What is the probability that someone else has the same number as you?
Notice that for someone to have a different number to me, they can have any number other than the one I have chosen, regardless of whether or not someone else (besides me) has that number. The probability that someone has a different number to me is given by
P(person has different number to me) = 1 - P(person has same number as me) = 1 - 1/225 = 224/225
There are 29 other people. We multiply the probability that someone has a different number to me by itself 29 times as we need the first person (other than me) to have a number different to mine AND the second person to have a number different to mine AND the third, and so on. Therefore
P(someone else has same number as me) = 1 - P(everyone else has a different number to me)
= 1 - (224/225)^29
How likely do you think it is that there will be at least one match amongst the 30 people in the database?

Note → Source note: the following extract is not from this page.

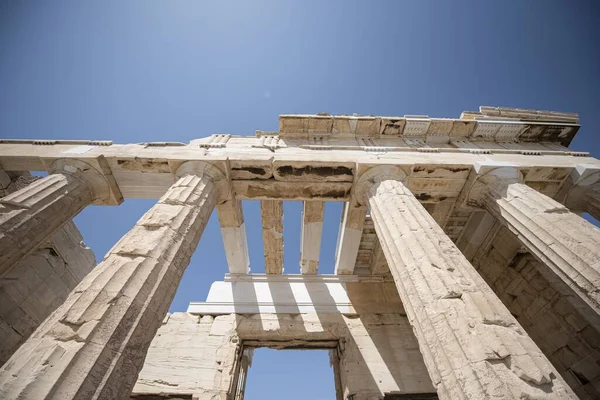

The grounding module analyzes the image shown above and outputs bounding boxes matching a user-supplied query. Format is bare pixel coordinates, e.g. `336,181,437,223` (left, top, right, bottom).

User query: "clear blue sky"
0,0,600,400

Intuitively, it seems that because there is a fairly low chance that someone has the same number as me, the chance that there will be at least one match amongst 30 people is also low. However, this is not sound reasoning, as we will see.
What is this probability?
It is easier (although this is subjective) to find the probability that there are no matches in the database, and reason that
P(there is at least one match amongst the 30 people) = 1 - P(no matches amongst the 30 people)
When calculating probability that there are no matches amongst the 30 people, notice that this time if we consider the people in order, the next person cannot have the same number as any of the people who came before, unlike when we calculated the probability that every other individual than me did not have the same number as me. Thus P(second person’s number does not match first person’s) = (225-1)/225 = 224/225,
P(third person’s number does not match first or second person’s) = (225-2)/225 = 223/225,
P(fourth person’s number does not match first, second or third person’s) = (225-3)/225 = 222/225,
and so on, up to
P(thirtieth person’s number does not match anyone else’s) = (225-29)/225 = 196/225
Therefore
P(no matches amongst the 30 people) = 224/225 * 223/225 * 222/225 * … * 197/225 * 196/225
= (224*223*...*197*196)/225^29
= 224!/(225^29 * 195!)
(as there are 29 terms in the multiplication)
Therefore
P(at least one match amongst the 30 people) = 1 - 224!/(225^29 * 195!)
which is approximately 86.8%
Why is it so much more likely that two people will share the same number than someone sharing your number?
The probability that everyone has a different number to each other is much smaller than the probability that everyone has a different number to me, because in the first case adding another person eliminates one number from the collection of numbers that the next person can have, but in the second case each other person can have any of the 224 numbers that I did not choose.
Does this help to explain why so many pairs were found in the Arizona database?
Yes - while the chance that someone has the same DNA profile as a particular sample is very low, the chance that some pair of people in the database (i.e. 1-(probability that everyone in database has a different DNA profile)) have the same DNA profile is much higher.